In the Gulf Coast town of Lafayette, La., Tuesday night, Rick Santorum boasted of winning the Mississippi and Alabama presidential primaries and flatly dismissed doubts that his improbable bid could match Mitt Romney's well-financed machine. "This is a grassroots campaign," Santorum told supporters, adding, "Who would have ever thought, in the age of media we have in this country today, that ordinary folks across the country can defy the odds day in, day out?"
Judging from the Republicans' efforts during the last few days on the campaign trail, the "ordinary folks" are almost always white. Even as the candidates campaigned in Southern states like Mississippi, one of the blackest (pdf) states in the union (with African Americans making up 38 percent of residents), they seemed to avoid courting African Americans. It's as if the Grand Old Party is speaking to the Old South — not the current region that's teeming with newly arrived black, white, Latino and Asian-American professionals.
The reverse migration of blacks down South has accelerated in the last decade. Any smart business-school professor would warn the GOP that it's missing the demographic trend lines — and sealing the party's fate. Republicans aren't talking to blacks. "It's like they've ceded black voters," one Obama campaign aide told me this week.

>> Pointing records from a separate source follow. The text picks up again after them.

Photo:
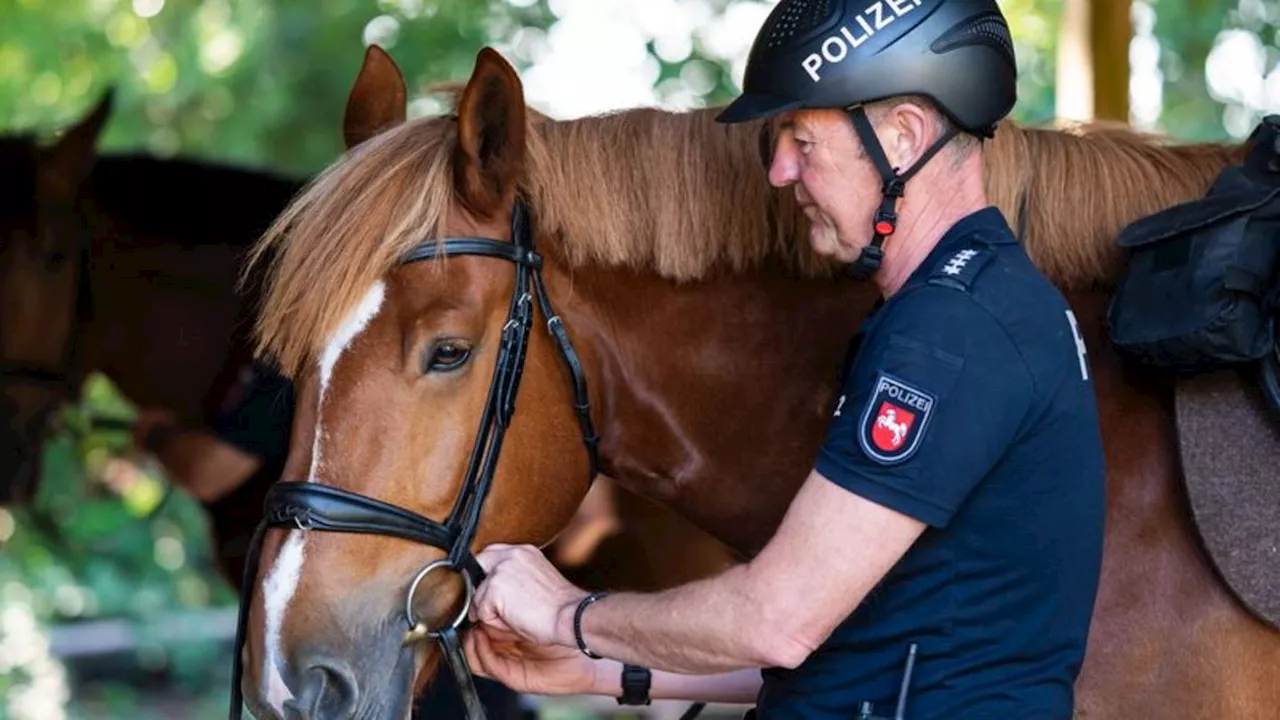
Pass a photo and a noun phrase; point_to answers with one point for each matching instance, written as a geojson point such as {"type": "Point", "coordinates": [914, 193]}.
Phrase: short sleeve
{"type": "Point", "coordinates": [932, 401]}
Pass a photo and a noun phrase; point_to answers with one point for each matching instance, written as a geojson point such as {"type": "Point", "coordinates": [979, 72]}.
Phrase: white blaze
{"type": "Point", "coordinates": [282, 580]}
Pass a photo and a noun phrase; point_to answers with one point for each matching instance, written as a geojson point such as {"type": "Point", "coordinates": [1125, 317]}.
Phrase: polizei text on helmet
{"type": "Point", "coordinates": [865, 24]}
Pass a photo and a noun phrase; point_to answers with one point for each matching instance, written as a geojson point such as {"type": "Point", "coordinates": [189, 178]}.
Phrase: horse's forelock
{"type": "Point", "coordinates": [346, 231]}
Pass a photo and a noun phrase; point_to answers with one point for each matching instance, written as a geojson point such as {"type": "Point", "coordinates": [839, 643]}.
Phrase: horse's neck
{"type": "Point", "coordinates": [167, 322]}
{"type": "Point", "coordinates": [712, 397]}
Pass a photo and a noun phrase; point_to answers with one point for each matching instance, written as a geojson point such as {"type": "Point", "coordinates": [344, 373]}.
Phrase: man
{"type": "Point", "coordinates": [944, 552]}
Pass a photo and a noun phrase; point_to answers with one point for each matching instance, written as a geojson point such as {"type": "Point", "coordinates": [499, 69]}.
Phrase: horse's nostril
{"type": "Point", "coordinates": [328, 692]}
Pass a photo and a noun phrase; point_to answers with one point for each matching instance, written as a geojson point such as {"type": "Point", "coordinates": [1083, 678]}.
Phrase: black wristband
{"type": "Point", "coordinates": [577, 623]}
{"type": "Point", "coordinates": [635, 684]}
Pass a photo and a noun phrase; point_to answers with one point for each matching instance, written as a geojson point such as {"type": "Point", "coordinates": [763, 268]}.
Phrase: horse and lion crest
{"type": "Point", "coordinates": [686, 283]}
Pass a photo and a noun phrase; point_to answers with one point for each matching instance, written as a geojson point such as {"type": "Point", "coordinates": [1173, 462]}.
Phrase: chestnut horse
{"type": "Point", "coordinates": [128, 265]}
{"type": "Point", "coordinates": [711, 340]}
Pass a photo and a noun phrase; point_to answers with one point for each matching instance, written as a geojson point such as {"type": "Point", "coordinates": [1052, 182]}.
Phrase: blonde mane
{"type": "Point", "coordinates": [675, 194]}
{"type": "Point", "coordinates": [679, 195]}
{"type": "Point", "coordinates": [1083, 185]}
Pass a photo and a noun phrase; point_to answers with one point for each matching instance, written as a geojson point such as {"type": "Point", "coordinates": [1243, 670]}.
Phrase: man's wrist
{"type": "Point", "coordinates": [607, 678]}
{"type": "Point", "coordinates": [565, 634]}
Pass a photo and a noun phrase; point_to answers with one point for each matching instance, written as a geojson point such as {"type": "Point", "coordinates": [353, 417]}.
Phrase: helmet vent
{"type": "Point", "coordinates": [987, 30]}
{"type": "Point", "coordinates": [794, 18]}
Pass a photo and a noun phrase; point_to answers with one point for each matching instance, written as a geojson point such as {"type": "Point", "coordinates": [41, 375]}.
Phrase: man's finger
{"type": "Point", "coordinates": [489, 556]}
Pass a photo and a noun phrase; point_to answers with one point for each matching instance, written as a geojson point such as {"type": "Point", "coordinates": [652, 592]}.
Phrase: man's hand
{"type": "Point", "coordinates": [529, 668]}
{"type": "Point", "coordinates": [525, 595]}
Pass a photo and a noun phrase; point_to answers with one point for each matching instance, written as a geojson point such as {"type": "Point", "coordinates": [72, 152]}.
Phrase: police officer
{"type": "Point", "coordinates": [944, 554]}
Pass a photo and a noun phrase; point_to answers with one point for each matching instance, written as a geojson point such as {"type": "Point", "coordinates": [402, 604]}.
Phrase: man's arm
{"type": "Point", "coordinates": [831, 550]}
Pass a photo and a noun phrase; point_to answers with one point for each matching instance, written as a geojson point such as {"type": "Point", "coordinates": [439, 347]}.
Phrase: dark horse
{"type": "Point", "coordinates": [128, 265]}
{"type": "Point", "coordinates": [711, 338]}
{"type": "Point", "coordinates": [120, 264]}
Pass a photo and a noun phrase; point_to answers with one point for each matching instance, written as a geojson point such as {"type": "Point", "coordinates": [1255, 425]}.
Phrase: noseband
{"type": "Point", "coordinates": [310, 506]}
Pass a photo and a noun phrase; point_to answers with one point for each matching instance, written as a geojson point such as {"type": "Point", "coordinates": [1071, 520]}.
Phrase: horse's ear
{"type": "Point", "coordinates": [68, 162]}
{"type": "Point", "coordinates": [490, 153]}
{"type": "Point", "coordinates": [376, 101]}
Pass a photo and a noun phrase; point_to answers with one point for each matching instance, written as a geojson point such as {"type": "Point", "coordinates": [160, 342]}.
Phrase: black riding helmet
{"type": "Point", "coordinates": [814, 54]}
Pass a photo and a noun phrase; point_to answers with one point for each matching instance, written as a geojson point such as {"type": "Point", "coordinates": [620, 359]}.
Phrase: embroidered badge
{"type": "Point", "coordinates": [894, 420]}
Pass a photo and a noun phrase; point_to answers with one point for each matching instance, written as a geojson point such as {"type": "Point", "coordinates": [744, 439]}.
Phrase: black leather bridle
{"type": "Point", "coordinates": [311, 506]}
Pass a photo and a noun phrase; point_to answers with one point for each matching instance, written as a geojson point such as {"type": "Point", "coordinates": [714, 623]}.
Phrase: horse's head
{"type": "Point", "coordinates": [42, 246]}
{"type": "Point", "coordinates": [406, 342]}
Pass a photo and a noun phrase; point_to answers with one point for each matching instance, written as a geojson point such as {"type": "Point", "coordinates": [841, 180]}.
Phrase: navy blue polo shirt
{"type": "Point", "coordinates": [969, 406]}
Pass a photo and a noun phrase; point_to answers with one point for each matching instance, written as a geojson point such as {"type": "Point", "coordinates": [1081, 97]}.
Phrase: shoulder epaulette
{"type": "Point", "coordinates": [961, 268]}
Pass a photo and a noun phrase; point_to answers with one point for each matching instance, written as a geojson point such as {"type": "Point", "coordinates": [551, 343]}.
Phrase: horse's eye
{"type": "Point", "coordinates": [447, 355]}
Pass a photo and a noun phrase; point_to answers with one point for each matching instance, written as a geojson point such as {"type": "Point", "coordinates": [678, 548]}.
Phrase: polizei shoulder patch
{"type": "Point", "coordinates": [895, 420]}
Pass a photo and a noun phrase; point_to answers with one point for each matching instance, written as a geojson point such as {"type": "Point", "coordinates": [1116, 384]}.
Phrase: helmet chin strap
{"type": "Point", "coordinates": [886, 218]}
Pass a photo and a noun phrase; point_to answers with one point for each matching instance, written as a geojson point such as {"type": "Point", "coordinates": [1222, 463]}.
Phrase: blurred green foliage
{"type": "Point", "coordinates": [264, 82]}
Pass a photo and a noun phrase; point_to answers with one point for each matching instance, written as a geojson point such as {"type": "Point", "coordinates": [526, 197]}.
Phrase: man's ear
{"type": "Point", "coordinates": [905, 133]}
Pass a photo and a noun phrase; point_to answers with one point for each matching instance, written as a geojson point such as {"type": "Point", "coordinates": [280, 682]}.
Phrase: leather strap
{"type": "Point", "coordinates": [636, 680]}
{"type": "Point", "coordinates": [452, 650]}
{"type": "Point", "coordinates": [577, 621]}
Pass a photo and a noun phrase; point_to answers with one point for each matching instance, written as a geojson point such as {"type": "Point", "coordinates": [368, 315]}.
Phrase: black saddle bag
{"type": "Point", "coordinates": [1201, 287]}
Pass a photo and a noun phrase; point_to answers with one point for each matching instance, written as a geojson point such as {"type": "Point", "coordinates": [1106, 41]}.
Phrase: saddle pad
{"type": "Point", "coordinates": [1230, 451]}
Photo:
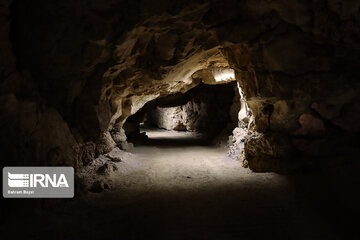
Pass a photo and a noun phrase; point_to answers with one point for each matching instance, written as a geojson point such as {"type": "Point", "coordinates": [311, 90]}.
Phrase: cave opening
{"type": "Point", "coordinates": [204, 115]}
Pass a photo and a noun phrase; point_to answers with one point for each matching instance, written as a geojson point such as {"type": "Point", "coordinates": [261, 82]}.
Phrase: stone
{"type": "Point", "coordinates": [97, 187]}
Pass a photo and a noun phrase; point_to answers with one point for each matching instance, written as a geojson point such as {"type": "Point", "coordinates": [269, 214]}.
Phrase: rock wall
{"type": "Point", "coordinates": [205, 109]}
{"type": "Point", "coordinates": [72, 72]}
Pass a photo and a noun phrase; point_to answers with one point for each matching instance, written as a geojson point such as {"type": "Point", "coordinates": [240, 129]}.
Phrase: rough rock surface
{"type": "Point", "coordinates": [206, 109]}
{"type": "Point", "coordinates": [71, 72]}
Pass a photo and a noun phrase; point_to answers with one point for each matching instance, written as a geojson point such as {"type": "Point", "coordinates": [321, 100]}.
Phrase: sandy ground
{"type": "Point", "coordinates": [178, 188]}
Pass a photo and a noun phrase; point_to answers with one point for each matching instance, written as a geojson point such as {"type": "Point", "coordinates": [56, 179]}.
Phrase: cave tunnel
{"type": "Point", "coordinates": [191, 119]}
{"type": "Point", "coordinates": [205, 114]}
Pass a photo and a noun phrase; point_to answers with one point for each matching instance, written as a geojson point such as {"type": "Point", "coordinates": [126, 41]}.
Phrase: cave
{"type": "Point", "coordinates": [208, 111]}
{"type": "Point", "coordinates": [202, 119]}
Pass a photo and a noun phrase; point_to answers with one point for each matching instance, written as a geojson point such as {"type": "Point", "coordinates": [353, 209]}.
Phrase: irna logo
{"type": "Point", "coordinates": [37, 180]}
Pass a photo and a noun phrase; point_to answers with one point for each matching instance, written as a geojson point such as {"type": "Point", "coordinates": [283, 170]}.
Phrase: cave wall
{"type": "Point", "coordinates": [71, 73]}
{"type": "Point", "coordinates": [205, 109]}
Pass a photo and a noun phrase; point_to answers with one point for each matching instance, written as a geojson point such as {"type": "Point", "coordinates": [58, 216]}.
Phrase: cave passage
{"type": "Point", "coordinates": [205, 115]}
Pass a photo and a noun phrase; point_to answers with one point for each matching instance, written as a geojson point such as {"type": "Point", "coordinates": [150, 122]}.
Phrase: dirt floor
{"type": "Point", "coordinates": [177, 188]}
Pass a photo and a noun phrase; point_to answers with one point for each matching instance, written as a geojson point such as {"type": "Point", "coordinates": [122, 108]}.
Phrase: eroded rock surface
{"type": "Point", "coordinates": [71, 73]}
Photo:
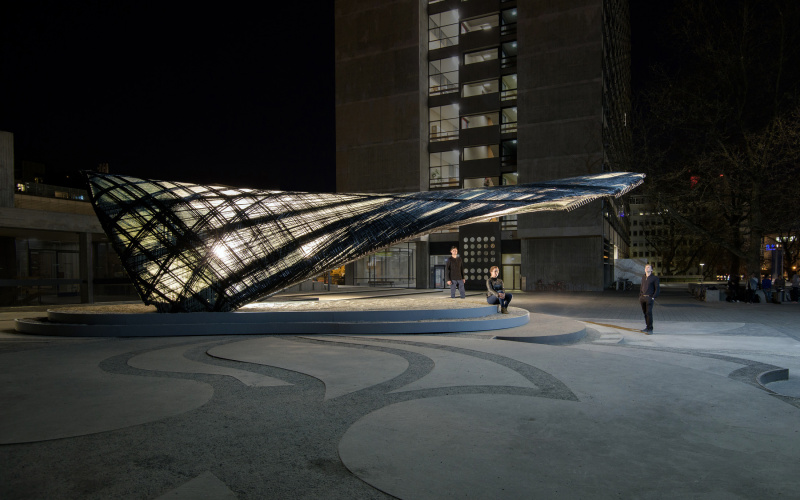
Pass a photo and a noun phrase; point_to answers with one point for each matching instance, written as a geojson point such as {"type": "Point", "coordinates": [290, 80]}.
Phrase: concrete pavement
{"type": "Point", "coordinates": [679, 414]}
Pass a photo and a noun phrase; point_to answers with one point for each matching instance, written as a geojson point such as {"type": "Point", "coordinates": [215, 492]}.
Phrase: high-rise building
{"type": "Point", "coordinates": [445, 94]}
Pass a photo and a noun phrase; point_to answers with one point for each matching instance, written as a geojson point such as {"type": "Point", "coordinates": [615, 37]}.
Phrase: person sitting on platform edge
{"type": "Point", "coordinates": [647, 297]}
{"type": "Point", "coordinates": [766, 286]}
{"type": "Point", "coordinates": [454, 273]}
{"type": "Point", "coordinates": [496, 292]}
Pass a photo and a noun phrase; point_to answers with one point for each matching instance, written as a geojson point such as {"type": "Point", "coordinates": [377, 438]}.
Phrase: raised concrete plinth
{"type": "Point", "coordinates": [370, 316]}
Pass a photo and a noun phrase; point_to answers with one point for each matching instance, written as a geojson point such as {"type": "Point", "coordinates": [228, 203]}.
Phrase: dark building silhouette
{"type": "Point", "coordinates": [453, 94]}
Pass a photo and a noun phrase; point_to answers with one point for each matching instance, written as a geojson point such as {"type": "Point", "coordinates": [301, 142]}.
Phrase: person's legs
{"type": "Point", "coordinates": [647, 311]}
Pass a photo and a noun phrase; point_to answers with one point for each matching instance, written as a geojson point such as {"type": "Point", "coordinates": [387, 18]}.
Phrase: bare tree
{"type": "Point", "coordinates": [719, 132]}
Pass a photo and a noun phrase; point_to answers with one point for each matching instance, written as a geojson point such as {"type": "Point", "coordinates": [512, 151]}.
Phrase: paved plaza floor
{"type": "Point", "coordinates": [689, 412]}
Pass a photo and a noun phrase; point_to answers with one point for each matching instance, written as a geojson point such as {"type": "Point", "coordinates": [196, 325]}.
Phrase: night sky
{"type": "Point", "coordinates": [224, 95]}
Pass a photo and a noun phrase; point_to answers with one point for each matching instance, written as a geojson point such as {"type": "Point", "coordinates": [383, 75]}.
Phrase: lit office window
{"type": "Point", "coordinates": [481, 152]}
{"type": "Point", "coordinates": [443, 30]}
{"type": "Point", "coordinates": [479, 120]}
{"type": "Point", "coordinates": [480, 88]}
{"type": "Point", "coordinates": [480, 56]}
{"type": "Point", "coordinates": [443, 123]}
{"type": "Point", "coordinates": [444, 170]}
{"type": "Point", "coordinates": [509, 120]}
{"type": "Point", "coordinates": [509, 88]}
{"type": "Point", "coordinates": [480, 23]}
{"type": "Point", "coordinates": [443, 76]}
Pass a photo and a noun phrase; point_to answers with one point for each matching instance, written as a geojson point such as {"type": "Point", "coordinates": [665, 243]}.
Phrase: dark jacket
{"type": "Point", "coordinates": [454, 269]}
{"type": "Point", "coordinates": [493, 286]}
{"type": "Point", "coordinates": [650, 286]}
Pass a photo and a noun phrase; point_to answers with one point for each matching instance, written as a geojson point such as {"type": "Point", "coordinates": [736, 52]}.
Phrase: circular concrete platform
{"type": "Point", "coordinates": [369, 316]}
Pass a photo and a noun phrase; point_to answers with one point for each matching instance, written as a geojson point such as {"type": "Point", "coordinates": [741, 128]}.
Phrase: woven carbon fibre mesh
{"type": "Point", "coordinates": [190, 248]}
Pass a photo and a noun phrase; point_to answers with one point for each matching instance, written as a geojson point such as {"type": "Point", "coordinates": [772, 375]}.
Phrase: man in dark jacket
{"type": "Point", "coordinates": [647, 297]}
{"type": "Point", "coordinates": [454, 273]}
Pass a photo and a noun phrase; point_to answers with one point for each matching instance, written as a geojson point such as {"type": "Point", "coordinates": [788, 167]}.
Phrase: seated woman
{"type": "Point", "coordinates": [496, 292]}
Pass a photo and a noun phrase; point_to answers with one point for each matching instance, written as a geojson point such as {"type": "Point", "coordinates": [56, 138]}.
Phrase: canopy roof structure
{"type": "Point", "coordinates": [191, 248]}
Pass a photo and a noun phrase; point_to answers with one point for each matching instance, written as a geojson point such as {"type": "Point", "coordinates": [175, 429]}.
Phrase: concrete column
{"type": "Point", "coordinates": [6, 169]}
{"type": "Point", "coordinates": [86, 267]}
{"type": "Point", "coordinates": [423, 264]}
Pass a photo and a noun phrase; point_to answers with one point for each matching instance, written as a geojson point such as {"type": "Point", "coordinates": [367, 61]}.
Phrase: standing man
{"type": "Point", "coordinates": [647, 297]}
{"type": "Point", "coordinates": [454, 273]}
{"type": "Point", "coordinates": [496, 290]}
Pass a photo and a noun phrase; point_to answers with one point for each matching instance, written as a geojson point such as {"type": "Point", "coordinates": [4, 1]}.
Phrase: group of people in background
{"type": "Point", "coordinates": [775, 290]}
{"type": "Point", "coordinates": [495, 288]}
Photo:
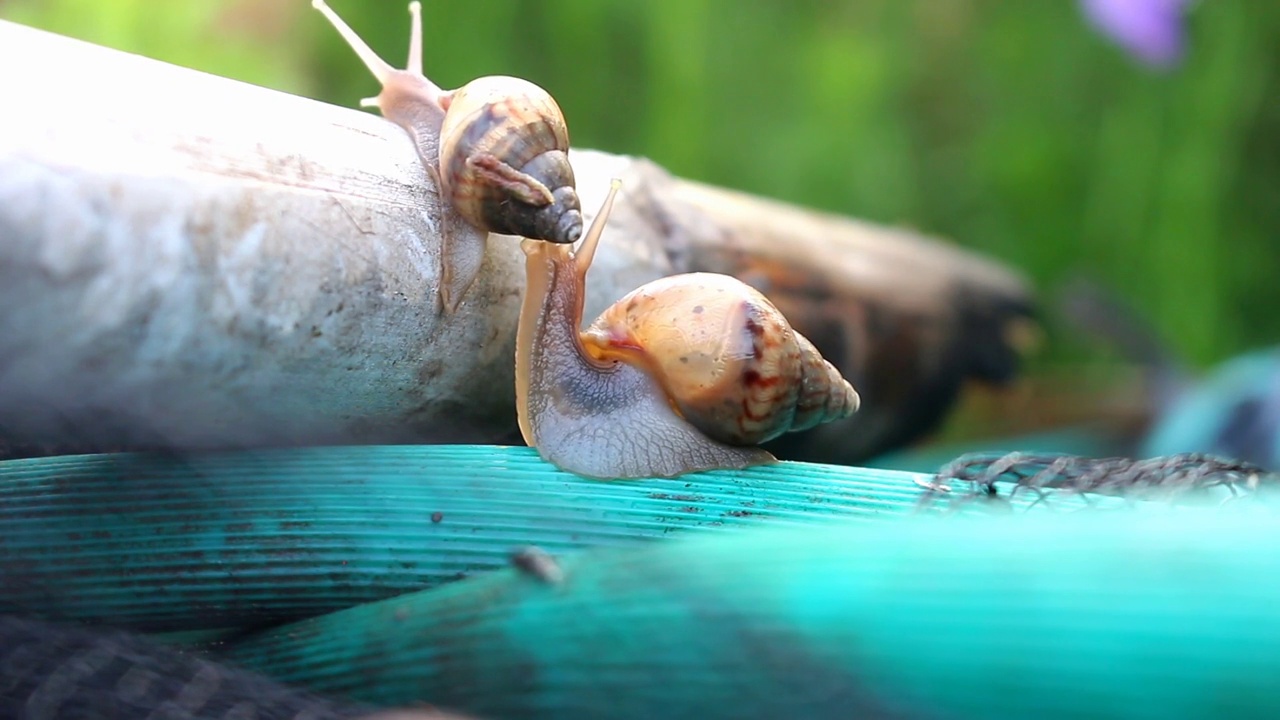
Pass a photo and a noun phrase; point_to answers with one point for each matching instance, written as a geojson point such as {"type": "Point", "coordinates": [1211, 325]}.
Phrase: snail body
{"type": "Point", "coordinates": [686, 373]}
{"type": "Point", "coordinates": [497, 147]}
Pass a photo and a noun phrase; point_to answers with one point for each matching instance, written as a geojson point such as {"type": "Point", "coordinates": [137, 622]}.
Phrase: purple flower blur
{"type": "Point", "coordinates": [1150, 30]}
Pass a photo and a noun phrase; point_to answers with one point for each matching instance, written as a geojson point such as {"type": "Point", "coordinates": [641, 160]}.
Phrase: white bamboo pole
{"type": "Point", "coordinates": [192, 261]}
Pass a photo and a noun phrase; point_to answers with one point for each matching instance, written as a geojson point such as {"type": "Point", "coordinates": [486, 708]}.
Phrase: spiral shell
{"type": "Point", "coordinates": [504, 160]}
{"type": "Point", "coordinates": [727, 359]}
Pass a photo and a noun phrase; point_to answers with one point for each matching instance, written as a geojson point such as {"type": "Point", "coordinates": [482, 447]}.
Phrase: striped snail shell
{"type": "Point", "coordinates": [497, 147]}
{"type": "Point", "coordinates": [504, 160]}
{"type": "Point", "coordinates": [685, 373]}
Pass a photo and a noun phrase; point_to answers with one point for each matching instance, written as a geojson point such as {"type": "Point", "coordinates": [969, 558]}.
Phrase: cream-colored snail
{"type": "Point", "coordinates": [686, 373]}
{"type": "Point", "coordinates": [497, 147]}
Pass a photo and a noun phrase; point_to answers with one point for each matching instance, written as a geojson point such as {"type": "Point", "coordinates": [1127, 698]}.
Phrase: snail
{"type": "Point", "coordinates": [690, 372]}
{"type": "Point", "coordinates": [497, 149]}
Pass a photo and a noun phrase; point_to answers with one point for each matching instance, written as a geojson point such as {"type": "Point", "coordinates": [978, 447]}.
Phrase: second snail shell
{"type": "Point", "coordinates": [727, 359]}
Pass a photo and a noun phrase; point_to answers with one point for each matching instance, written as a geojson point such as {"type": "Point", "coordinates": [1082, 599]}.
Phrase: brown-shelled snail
{"type": "Point", "coordinates": [686, 373]}
{"type": "Point", "coordinates": [497, 147]}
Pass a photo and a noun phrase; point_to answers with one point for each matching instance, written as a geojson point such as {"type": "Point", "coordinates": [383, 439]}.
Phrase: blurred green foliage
{"type": "Point", "coordinates": [1013, 128]}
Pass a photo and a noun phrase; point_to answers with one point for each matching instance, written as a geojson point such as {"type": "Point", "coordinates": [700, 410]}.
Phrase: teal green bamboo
{"type": "Point", "coordinates": [209, 541]}
{"type": "Point", "coordinates": [1052, 616]}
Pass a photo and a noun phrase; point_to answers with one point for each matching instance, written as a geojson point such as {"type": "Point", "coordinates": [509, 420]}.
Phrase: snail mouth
{"type": "Point", "coordinates": [570, 227]}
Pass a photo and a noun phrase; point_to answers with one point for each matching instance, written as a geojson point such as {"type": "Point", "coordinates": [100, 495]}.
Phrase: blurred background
{"type": "Point", "coordinates": [1133, 144]}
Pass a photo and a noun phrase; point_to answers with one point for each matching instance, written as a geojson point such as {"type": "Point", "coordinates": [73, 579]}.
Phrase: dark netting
{"type": "Point", "coordinates": [1024, 481]}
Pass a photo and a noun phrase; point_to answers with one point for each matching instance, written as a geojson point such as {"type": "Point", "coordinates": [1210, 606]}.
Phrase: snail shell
{"type": "Point", "coordinates": [497, 146]}
{"type": "Point", "coordinates": [504, 160]}
{"type": "Point", "coordinates": [727, 359]}
{"type": "Point", "coordinates": [685, 373]}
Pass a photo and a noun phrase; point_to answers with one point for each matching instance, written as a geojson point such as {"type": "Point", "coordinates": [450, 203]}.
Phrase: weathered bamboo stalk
{"type": "Point", "coordinates": [192, 261]}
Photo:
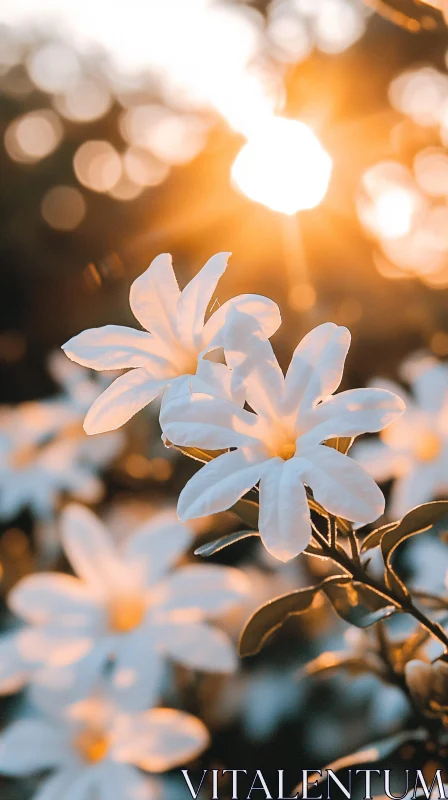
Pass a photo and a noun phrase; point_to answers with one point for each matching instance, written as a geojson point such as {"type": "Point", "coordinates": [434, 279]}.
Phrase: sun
{"type": "Point", "coordinates": [283, 166]}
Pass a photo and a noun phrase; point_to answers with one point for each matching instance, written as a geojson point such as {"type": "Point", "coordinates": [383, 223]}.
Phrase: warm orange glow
{"type": "Point", "coordinates": [126, 613]}
{"type": "Point", "coordinates": [92, 745]}
{"type": "Point", "coordinates": [283, 166]}
{"type": "Point", "coordinates": [429, 447]}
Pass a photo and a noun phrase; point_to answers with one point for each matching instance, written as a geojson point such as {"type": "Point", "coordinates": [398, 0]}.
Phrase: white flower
{"type": "Point", "coordinates": [96, 750]}
{"type": "Point", "coordinates": [44, 451]}
{"type": "Point", "coordinates": [280, 444]}
{"type": "Point", "coordinates": [175, 346]}
{"type": "Point", "coordinates": [124, 606]}
{"type": "Point", "coordinates": [414, 450]}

What they're focusing on is the current lay of the land, demographically speaking. According to exit polls, about 93 percent of voters in Alabama's Republican primary were white, and just 2 percent were black. More than two-thirds were age 45 or older, and interestingly, 24 percent identified themselves as politically independent.
In Mississippi, nearly 97 percent of Republican-primary participants were white, and just 2 percent were black. Nearly 71 percent identified themselves as "very" or "somewhat" conservative.
Much of the media can't see beyond these facts to ponder what's in store for the GOP down South going forward. A front-page New York Times story Monday admirably assessed the South's political mood, except for one glaring oversight: No one, it seems, bothered to ask about the region's nonwhite voters.
"Indeed," wrote the Times correspondent, "the primaries represent a rather neat slicing of the Southern electorate at the moment." Not exactly. It's as if we've accepted the idea that the Republican Party is for whites — and the Democratic Party is for everyone else.
Maybe it shouldn't be that surprising that Republicans aren't campaigning to gain black voters. We've been fleeing the party since the 1960s (pdf), and Republican-led efforts to curtail voting rights don't help widen the party's appeal.
Also, there's good reason to believe that many blacks will remain loyal to the country's first African-American president — although it's worth being skeptical about whether we'll show up at the polls at 2008's historic levels. Already, the Obama campaign has signed key members of the Congressional Black Caucus to speak on the president's behalf in their districts. "It's not something we're taking for granted," the campaign aide told me.
It's worth noting that Santorum is campaigning in Puerto Rico, which has a Republican primary scheduled for next Tuesday. Meanwhile, the rest of the Republican candidates could take a few lessons from Newt Gingrich, who, in Alabama on Tuesday night, had the sense to surround himself with a few people of color.